Prosus India’s PayU Profitability & Swiggy’s FY26 Surge
By Varun Mittal
Prosus India’s FY26 revenue jumps 13% to $781M, driven by PayU’s first-time EBITDA profit and Swiggy’s robust growth in food delivery and quick commerce.
🔥 Main Takeaway
Prosus India just leveled up its game, hitting a 13% revenue jump to $781 million in FY26, largely thanks to its fintech powerhouse PayU finally turning EBITDA positive with $18 million and processing a massive $90 billion in payments.
📌 What Happened?
Prosus India saw its revenue climb to $781 million for FY26, marking a significant 13% increase. This growth was primarily fueled by the strong performance of its fintech platform, PayU, which became EBITDA positive for the first time.
PayU processed an impressive $90 billion in total payment value during FY26, with its payments segment driving 74% of its overall revenue. This segment alone grew by 10% to reach $577 million, showcasing its dominant role in the company’s financial health.
Additionally, Swiggy, another key player in the Prosus portfolio, reported substantial growth in its gross order value, which increased by 46% from January to December 2025. Its monthly transacting users also surged by 37% year-on-year, hitting 24.3 million.
Swiggy’s food delivery business more than doubled its EBITDA, despite increased strategic investments in quick commerce to maintain market competitiveness. Instamart, the quick commerce vertical, emerged as a standout performer with its gross order value skyrocketing by 105% year-on-year.
💰 Why It Matters
PayU’s shift to profitability is a major signal, indicating strong operational efficiency and a sustainable business model in the competitive Indian fintech landscape. This milestone could boost investor confidence in Prosus’s India strategy and its digital payments ventures, highlighting a clear path to generating returns.

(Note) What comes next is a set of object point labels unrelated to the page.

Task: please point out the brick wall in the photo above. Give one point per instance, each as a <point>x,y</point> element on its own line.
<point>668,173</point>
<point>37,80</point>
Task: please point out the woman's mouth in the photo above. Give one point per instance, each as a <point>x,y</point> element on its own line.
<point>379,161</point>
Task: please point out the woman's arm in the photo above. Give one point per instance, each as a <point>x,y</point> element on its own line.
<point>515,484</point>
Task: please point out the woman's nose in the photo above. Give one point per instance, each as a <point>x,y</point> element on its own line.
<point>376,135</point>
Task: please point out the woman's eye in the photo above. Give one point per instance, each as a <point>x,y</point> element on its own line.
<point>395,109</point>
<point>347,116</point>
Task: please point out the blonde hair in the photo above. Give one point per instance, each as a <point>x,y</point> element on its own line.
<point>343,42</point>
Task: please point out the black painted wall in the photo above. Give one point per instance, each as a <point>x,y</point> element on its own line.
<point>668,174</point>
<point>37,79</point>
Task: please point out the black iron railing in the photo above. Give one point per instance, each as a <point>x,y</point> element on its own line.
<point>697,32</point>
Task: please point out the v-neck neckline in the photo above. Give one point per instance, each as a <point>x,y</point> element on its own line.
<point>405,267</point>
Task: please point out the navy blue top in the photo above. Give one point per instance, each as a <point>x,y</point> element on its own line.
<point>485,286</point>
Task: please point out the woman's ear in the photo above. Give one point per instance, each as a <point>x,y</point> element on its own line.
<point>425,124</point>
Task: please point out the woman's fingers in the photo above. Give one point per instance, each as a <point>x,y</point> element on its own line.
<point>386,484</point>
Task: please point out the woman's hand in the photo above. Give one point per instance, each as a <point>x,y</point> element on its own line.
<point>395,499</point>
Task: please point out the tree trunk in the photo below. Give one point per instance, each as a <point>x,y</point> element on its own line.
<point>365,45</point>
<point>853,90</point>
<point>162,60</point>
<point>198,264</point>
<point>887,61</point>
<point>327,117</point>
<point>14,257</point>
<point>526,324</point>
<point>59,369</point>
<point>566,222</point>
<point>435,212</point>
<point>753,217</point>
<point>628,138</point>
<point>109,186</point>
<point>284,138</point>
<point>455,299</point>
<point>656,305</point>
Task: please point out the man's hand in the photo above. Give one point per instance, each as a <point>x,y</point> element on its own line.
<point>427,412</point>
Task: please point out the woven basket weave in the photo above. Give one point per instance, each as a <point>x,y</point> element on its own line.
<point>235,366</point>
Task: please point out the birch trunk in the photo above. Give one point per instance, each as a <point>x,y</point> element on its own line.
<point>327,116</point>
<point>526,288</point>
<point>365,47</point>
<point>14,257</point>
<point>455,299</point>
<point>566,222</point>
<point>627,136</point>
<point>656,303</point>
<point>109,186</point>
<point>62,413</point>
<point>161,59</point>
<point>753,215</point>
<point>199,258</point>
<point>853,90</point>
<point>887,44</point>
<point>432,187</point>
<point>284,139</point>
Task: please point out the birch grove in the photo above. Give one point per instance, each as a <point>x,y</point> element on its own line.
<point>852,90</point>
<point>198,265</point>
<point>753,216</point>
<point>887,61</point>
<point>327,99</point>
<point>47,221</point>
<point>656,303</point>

The robust growth across both PayU and Swiggy underscores India’s booming digital economy and consumer spending power. For investors eyeing high-growth markets, these figures suggest that Prosus’s portfolio companies are well-positioned to capitalize on the country’s rapid digitization and increasing adoption of online services.
Swiggy’s balanced growth, with strong food delivery EBITDA and aggressive quick commerce expansion, shows a strategic play to dominate multiple segments of the on-demand delivery market. This diversified approach mitigates risks and creates a wider moat against competitors, making it a compelling case for observing consumer brand trends.
👀 What to Watch Next
Keep an eye on PayU’s continued profitability trajectory and how it leverages its proprietary tech stack, built from acquisitions like Mindgate and Wibmo, to further innovate in UPI and credit card processing. Its ability to scale value-added services will be key to sustaining momentum.
For Swiggy, monitor the balance between profitability in food delivery and continued investment in Instamart’s quick commerce expansion. The speed and scale of quick commerce growth will be a crucial indicator of its long-term market leadership and potential for future IPO considerations.